Now, The problem with digital identity is that it is fragmented and application specific. My digital identity with respect to Yahoo is distinctly different from that with respect to Amazon.
Similarly, in the corporate network I might interact with a lab reservation tool and a servicedesk tool using two entirely different username/password combinations. And both these applications remember different things about me. Multiple digital identites again !
Enter Network Identity
The goal of a "Network Identity" is to consolidate all these multiple, fragmented digital identities into
one single identity for the whole network. A network identity would be designed to be application agnostic.
What this means is that I do not authenticate to one particular application in a network but rather to
the network itself. Once I authenticate to a network itself, I should be able to seamlessly access all applications on
that network without any further authentication. Alright, achieving this might not be as easy as it sounds but that's the idea of having a network identity.
An interesting consequence of having a Network Identity is that I can "Authenticate Once, Access Anything" or in other words Single Sign On (SSO) across applications in the network. The cool part of SSO is that I don't need to remember multiple usernames and passwords. But the real benefit of having a Network Identity goes much beyond not having to strain my memory cells.
A single point of Identification/Authentication for a user would also serve as a very effective single point for enforcing network-wide security policies. It means ease of management, lower maintenance cost and faster responsiveness to changes. When an employee quits for instance, the admin does not need to update all the hundred applications running on the network, just the one central point where employees authenticate to the network.

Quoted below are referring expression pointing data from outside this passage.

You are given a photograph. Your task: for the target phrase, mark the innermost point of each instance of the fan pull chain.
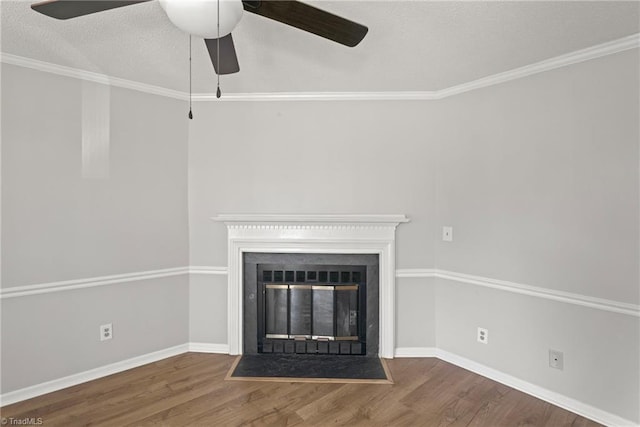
(218, 92)
(190, 112)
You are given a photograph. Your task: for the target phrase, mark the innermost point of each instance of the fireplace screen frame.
(252, 298)
(302, 307)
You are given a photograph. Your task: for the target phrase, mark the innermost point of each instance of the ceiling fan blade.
(65, 9)
(310, 19)
(228, 63)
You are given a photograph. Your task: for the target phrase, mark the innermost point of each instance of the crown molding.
(90, 76)
(593, 52)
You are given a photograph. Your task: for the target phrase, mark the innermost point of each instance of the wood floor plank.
(190, 390)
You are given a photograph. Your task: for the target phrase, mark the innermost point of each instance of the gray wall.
(63, 222)
(539, 178)
(312, 157)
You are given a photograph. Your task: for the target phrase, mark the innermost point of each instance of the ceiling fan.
(215, 19)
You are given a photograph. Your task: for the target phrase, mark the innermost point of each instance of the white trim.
(345, 219)
(329, 234)
(503, 285)
(593, 52)
(201, 347)
(76, 73)
(551, 294)
(67, 285)
(208, 270)
(321, 96)
(416, 352)
(535, 291)
(552, 397)
(416, 272)
(92, 374)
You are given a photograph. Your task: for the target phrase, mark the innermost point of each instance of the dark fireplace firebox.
(311, 304)
(315, 309)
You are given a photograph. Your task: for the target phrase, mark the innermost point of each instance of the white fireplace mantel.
(330, 234)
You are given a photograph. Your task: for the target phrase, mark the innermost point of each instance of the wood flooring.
(190, 390)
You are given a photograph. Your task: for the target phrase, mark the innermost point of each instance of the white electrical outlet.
(106, 332)
(483, 335)
(447, 234)
(556, 359)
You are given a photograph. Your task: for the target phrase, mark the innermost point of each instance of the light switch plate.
(447, 234)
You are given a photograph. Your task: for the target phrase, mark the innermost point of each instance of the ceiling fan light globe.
(200, 17)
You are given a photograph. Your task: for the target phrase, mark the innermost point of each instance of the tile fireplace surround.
(326, 234)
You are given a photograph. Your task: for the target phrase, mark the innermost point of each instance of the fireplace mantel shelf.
(322, 234)
(315, 219)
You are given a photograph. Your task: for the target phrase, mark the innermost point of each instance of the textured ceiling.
(411, 45)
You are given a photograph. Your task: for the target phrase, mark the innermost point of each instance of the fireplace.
(321, 304)
(348, 234)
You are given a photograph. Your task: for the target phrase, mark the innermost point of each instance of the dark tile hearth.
(308, 366)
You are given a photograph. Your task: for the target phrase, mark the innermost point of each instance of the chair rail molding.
(329, 234)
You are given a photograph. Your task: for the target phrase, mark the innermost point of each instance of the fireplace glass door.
(312, 309)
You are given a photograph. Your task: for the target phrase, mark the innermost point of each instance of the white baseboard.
(416, 352)
(552, 397)
(199, 347)
(92, 374)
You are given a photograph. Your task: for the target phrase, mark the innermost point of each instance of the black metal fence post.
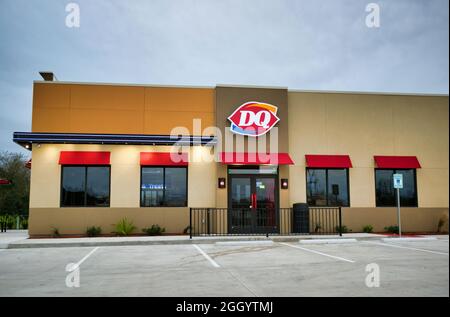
(190, 223)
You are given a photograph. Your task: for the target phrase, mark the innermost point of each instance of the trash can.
(300, 223)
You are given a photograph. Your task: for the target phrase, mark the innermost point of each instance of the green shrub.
(187, 230)
(342, 229)
(93, 231)
(55, 233)
(124, 227)
(154, 230)
(391, 229)
(8, 221)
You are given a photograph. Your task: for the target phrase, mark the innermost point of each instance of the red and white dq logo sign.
(253, 118)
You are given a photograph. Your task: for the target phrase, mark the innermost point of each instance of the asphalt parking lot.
(257, 269)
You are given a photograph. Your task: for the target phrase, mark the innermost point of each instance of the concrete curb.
(328, 241)
(196, 240)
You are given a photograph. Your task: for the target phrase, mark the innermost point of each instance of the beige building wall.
(364, 125)
(45, 211)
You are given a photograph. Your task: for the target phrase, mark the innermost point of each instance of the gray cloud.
(299, 44)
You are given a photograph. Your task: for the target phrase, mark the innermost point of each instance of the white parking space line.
(213, 263)
(76, 265)
(407, 248)
(317, 252)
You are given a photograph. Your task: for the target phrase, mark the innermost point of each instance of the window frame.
(394, 170)
(61, 205)
(164, 183)
(347, 171)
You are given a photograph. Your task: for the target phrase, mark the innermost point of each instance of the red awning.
(164, 159)
(328, 161)
(255, 158)
(4, 181)
(397, 162)
(84, 158)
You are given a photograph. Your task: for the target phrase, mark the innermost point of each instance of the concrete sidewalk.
(163, 240)
(11, 236)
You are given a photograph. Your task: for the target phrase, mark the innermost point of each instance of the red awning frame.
(397, 162)
(164, 159)
(237, 158)
(328, 161)
(84, 158)
(5, 182)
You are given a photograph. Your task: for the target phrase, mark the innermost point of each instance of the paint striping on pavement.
(213, 263)
(320, 253)
(327, 241)
(239, 243)
(418, 239)
(77, 265)
(407, 248)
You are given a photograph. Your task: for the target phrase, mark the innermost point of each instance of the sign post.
(398, 184)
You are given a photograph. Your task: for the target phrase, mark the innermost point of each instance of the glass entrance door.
(252, 203)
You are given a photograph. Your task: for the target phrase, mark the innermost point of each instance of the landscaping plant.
(124, 227)
(93, 231)
(154, 230)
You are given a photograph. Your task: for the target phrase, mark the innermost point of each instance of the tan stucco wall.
(75, 220)
(125, 184)
(364, 125)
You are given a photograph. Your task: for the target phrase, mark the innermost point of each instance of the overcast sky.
(300, 44)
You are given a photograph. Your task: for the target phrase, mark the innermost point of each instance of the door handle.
(253, 201)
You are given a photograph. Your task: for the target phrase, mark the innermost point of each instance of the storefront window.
(85, 186)
(386, 195)
(327, 187)
(163, 186)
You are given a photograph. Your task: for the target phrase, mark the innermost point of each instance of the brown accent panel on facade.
(103, 108)
(228, 99)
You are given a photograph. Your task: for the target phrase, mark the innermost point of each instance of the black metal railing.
(264, 221)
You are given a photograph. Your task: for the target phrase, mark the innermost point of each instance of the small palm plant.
(124, 227)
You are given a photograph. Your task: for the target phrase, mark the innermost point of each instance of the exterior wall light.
(222, 183)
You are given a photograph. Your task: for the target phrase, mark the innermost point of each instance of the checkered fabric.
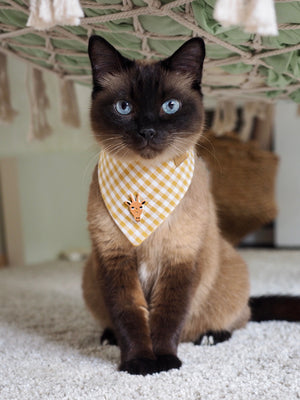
(162, 187)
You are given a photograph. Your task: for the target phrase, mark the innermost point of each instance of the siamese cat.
(183, 281)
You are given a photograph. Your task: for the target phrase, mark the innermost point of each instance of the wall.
(53, 174)
(287, 145)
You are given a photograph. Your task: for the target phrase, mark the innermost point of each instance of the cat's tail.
(281, 307)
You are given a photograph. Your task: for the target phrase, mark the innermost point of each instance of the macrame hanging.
(7, 113)
(44, 14)
(255, 16)
(69, 106)
(39, 103)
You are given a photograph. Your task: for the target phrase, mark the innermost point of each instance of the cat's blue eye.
(123, 107)
(171, 106)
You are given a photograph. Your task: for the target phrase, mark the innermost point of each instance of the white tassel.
(255, 16)
(69, 106)
(67, 12)
(229, 12)
(41, 14)
(260, 17)
(44, 14)
(39, 103)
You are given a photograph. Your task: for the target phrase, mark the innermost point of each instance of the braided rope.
(181, 11)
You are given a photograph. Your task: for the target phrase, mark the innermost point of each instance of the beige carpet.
(49, 344)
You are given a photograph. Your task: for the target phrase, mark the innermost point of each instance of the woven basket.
(243, 183)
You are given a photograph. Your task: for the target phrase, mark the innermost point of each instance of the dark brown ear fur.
(188, 59)
(105, 59)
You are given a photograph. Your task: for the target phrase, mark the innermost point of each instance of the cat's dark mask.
(147, 110)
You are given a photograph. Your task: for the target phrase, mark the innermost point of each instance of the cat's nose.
(147, 133)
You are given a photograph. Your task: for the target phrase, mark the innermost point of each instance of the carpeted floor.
(49, 344)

And then came the Liberty Alliance
The concept of a Network Identity becomes even more interesting when the network in question is the Internet itself. Is it possible to have an Internet-wide identity that can be shared by cooperating organizations? Can it be achieved without compromising privacy and security concerns?

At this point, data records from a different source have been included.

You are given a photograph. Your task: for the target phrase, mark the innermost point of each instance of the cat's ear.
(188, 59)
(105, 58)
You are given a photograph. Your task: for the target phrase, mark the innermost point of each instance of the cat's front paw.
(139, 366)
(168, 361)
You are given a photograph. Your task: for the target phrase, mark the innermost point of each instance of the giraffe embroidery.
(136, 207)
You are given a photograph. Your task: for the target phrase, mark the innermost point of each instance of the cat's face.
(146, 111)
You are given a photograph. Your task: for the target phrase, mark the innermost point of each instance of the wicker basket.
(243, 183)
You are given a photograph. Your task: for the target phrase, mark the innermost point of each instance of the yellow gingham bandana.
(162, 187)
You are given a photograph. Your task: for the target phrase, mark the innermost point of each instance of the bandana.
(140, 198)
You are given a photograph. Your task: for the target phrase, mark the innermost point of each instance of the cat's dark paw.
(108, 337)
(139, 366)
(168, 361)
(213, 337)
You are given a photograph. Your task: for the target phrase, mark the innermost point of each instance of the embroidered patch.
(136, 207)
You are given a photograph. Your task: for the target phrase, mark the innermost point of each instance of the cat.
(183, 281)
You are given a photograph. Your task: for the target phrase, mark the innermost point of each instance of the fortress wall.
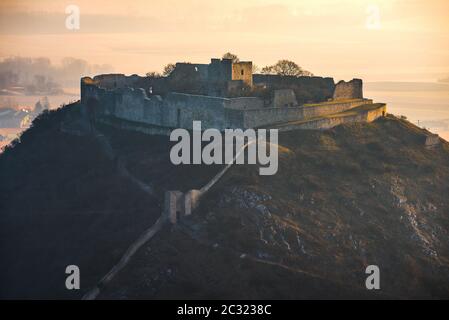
(266, 116)
(243, 71)
(116, 80)
(349, 90)
(330, 122)
(284, 98)
(326, 108)
(234, 118)
(180, 110)
(134, 105)
(307, 89)
(263, 117)
(243, 103)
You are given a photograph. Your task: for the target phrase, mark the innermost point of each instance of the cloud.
(40, 76)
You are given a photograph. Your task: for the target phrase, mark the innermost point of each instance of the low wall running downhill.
(366, 113)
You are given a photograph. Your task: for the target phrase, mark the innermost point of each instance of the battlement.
(160, 104)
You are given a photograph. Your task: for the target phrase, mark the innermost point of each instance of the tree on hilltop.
(286, 68)
(233, 57)
(168, 69)
(153, 74)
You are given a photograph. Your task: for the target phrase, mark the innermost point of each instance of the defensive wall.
(179, 110)
(364, 113)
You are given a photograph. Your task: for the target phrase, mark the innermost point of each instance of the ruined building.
(224, 94)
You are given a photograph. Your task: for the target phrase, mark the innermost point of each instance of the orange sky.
(327, 37)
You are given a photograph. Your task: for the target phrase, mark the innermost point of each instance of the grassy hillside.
(342, 199)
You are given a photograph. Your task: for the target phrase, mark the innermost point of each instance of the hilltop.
(344, 198)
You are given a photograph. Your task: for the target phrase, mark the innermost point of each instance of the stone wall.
(331, 107)
(284, 98)
(178, 110)
(378, 110)
(243, 71)
(266, 116)
(349, 90)
(307, 89)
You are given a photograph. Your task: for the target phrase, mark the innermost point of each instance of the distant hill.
(343, 198)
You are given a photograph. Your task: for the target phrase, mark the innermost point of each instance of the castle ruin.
(224, 94)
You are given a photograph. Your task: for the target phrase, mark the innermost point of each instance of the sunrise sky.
(338, 38)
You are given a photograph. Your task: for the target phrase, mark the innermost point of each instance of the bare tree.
(233, 57)
(168, 69)
(153, 74)
(286, 68)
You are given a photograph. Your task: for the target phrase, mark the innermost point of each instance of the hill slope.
(342, 199)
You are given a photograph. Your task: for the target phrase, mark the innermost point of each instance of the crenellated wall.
(179, 110)
(348, 90)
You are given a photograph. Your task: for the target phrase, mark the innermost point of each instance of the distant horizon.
(375, 40)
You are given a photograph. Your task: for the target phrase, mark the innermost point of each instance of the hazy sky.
(338, 38)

The Liberty Alliance tries to answer these questions. It is a set of protocols that can enable Identity Federation. Federation (has got nothing to do with Star Trek whatsoever :) refers to the means by which Identity can be shared between cooperating organizations. Identity Federation opens up a lot of interesting possibilities.

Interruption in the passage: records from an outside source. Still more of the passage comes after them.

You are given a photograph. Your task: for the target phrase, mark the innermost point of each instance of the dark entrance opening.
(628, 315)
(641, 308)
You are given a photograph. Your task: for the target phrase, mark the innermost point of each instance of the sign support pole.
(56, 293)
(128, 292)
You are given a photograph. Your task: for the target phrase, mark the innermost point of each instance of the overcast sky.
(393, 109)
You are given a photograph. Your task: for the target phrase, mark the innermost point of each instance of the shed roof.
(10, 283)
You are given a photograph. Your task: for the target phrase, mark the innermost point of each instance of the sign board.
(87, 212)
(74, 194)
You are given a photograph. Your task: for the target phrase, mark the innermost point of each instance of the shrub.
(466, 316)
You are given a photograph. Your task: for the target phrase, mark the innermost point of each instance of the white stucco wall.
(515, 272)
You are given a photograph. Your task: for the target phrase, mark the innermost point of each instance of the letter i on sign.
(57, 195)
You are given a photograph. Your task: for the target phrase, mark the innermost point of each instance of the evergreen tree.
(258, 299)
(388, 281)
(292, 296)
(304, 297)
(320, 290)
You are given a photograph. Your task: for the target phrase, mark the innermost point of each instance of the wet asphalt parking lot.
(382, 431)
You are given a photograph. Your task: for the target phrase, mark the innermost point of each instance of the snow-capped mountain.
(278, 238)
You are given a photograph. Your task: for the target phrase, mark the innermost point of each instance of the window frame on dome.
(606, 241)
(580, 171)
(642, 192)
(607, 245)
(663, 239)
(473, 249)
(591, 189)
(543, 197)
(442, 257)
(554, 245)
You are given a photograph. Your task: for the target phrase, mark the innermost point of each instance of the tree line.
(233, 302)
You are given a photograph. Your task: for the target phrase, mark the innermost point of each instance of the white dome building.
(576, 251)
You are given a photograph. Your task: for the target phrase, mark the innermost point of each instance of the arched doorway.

But what does this have to do with portals?
The portal is the center of the network
Portals, in the meantime, have evolved as gateways into today's networks. I hit my.yahoo.com to check my mails, news, weather and stocks. I hit our internal portal for updates, announcements, search etc. Portals don't just
aggregate content and services, they provide customization, personalization,collaboration & search.
If there is one central point that needs to authenticate me to the network, then the portal is the most logical choice.
Portals need to hook to an Identity layer, not just provide to SSO into applications and services they
aggregate but also to help federate me with other portals and organizations.
And this is being increasingly realized by both open source players and commercial vendors.
As a developer with Sun I know for a fact that the Sun portal is built in such a way that it can completely leverage all the Access Manager functionality . JOSSO supports Pluto and perhaps going forward we can expect more. And interestingly, IBM joined the Liberty Alliance a couple of months back.
So if there is one thing you would want me to predict about the future of portals, I would say most of them will be Identity enabled. Let's wait and watch !!